Wales was only brought into the state taxation system with the Act of Union of 1536. Taxation of individuals was technically an extraordinary event, with each tax being levied separately to provide additional income for particular circumstances (a subsidy). Documents are available covering collections of tax in 1555-57, 1563-65, 1566-68, 1571-73, 1597-98, 1621-25, 1628-29 and 1661-63. Unfortunately, many of them are in poor condition and very difficult to read; at present only one has been transcribed for these pages.
Taxation List 1557
On 5 November 1555 Parliament granted a subsidy over two years, payable by 1 March 1556 and 10 March 1557. There was a sliding scale of charges on moveable goods, i.e. (for native persons): £5 - £10 = 8d.; £10 - £20 = 12d.; £20 and more = 16d. On lands there was a minimum threshold of 20s. per annum, on which the tax payable was 2s. per pound. The surviving assessment for Abergavenny hundred, Monmouthshire is undated, but was received by the Exchequer in 1558 or earlier and is explicitly for a second collection of a subsidy. Llangattock Lingoed is included with Llanfihangel Crucorney. (E179/1/148/7)

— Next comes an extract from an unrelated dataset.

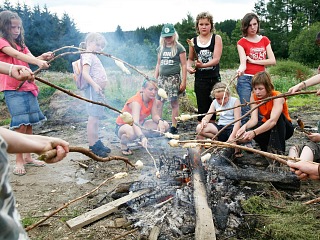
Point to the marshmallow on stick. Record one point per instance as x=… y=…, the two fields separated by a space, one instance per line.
x=122 y=67
x=127 y=118
x=162 y=93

The Hearth Tax 1662 - 1689
The Hearth Tax was introduced by the government of Charles II in 1662 and was repealed by William and Mary in 1689. Under it, each liable householder was to pay one shilling for each fire, hearth and stove within their property at each of the twice-yearly collections, Michaelmas - 29 September - and Lady Day - 25 March. Liable householders were those whose house was worth more than 20s. a year and who contributed to local church and poor rates. However, lists of those exempt are sometimes given. The surviving records are mainly for times when the tax was administered by royal officials, usually the petty constables; on other occasions it was farmed out. The main return for Monmouthshire cannot be precisely dated: it could relate to any one of the years 1663, 1664, 1669 or 1672.